The plan proposes a 36% cut for the ONC, and according to the plan's terminology, the ONC's privacy and security activities would be "closed out." It also proposes a 13% budget cut for the OCR.
Although this plan is considered to be a rough draft of what will actually be passed (especially considering Congress' disagreement with these cuts), however, it does bring about concern for the future of health information security and HIPAA enforcement in the future. The proposed cut would severely limit the abilities of the OCR HIPAA audit program, and may place onsite audit plans on hold indefinitely. Other civil rights activities will be similarly affected.

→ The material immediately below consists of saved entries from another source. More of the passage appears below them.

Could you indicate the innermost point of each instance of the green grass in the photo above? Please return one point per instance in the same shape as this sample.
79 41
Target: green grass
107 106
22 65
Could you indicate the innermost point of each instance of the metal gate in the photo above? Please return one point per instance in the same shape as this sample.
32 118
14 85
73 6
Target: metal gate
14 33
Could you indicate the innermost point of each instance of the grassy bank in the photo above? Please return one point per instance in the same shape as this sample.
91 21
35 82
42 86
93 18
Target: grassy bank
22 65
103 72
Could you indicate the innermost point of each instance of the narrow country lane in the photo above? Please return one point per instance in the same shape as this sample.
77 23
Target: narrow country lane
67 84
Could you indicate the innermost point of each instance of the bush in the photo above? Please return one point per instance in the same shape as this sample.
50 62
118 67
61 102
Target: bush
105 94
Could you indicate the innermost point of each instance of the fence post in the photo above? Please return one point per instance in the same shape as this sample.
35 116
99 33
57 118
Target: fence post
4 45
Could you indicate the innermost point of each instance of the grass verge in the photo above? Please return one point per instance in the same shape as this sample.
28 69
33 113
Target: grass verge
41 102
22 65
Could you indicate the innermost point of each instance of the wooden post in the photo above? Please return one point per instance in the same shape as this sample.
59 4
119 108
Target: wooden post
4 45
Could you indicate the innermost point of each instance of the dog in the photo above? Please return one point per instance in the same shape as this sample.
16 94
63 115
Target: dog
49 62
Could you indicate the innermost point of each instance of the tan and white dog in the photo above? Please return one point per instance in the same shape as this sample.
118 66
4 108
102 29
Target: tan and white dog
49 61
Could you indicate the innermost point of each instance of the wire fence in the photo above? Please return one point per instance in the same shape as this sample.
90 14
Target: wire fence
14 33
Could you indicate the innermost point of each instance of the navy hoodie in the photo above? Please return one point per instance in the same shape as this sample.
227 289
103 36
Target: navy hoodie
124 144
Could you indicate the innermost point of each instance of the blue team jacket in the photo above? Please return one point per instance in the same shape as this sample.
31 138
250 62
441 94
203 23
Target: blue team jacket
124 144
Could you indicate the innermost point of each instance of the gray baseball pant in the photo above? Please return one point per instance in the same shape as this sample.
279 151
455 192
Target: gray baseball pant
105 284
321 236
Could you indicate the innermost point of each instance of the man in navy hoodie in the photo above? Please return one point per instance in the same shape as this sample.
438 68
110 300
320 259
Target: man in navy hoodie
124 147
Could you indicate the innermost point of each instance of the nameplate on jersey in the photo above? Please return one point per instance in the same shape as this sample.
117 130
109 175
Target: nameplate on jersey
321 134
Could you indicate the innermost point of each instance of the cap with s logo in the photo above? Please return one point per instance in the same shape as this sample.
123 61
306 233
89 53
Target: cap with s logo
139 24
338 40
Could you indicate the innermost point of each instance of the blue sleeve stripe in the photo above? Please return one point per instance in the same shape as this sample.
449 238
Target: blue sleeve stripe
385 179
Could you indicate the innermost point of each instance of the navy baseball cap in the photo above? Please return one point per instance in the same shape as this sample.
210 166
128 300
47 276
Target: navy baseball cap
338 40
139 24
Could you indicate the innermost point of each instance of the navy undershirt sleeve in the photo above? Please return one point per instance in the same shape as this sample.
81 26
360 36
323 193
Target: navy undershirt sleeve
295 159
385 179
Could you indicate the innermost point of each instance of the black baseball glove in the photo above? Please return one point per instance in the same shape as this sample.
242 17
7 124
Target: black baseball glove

Meanwhile, the proposed budget cuts to ONC could impact the agency's assigned work related to health IT provisions of the 21st Century Cures Act, which was signed into law last December by President Obama. The act holds many privacy and security provisions meant to protect patient's health information.
Kirk Nahra, a privacy attorney at Wiley Rein says the budget proposal, "places abstract political principles and tax cuts ahead of the business of government, even in defense of laws passed by Congress. While OCR, for example, is not generally changing its approach, cutting staff will force them to do things differently. That may have the result of being bad for both individuals and businesses."
Similarly, privacy attorney David Holtzman, vice president of compliance at security consulting firm CynergisTek, claims it would be "extremely challenging for federal agencies like OCR and ONC to carry out their mission if the president's proposed budget for HHS is passed by Congress."
Again, this proposal may end up being far from the eventual budget, but it brings about much speculation for the future of privacy regulations, and whether they will continue to be upheld. As Holtzman says, we will have to "wait-and-see."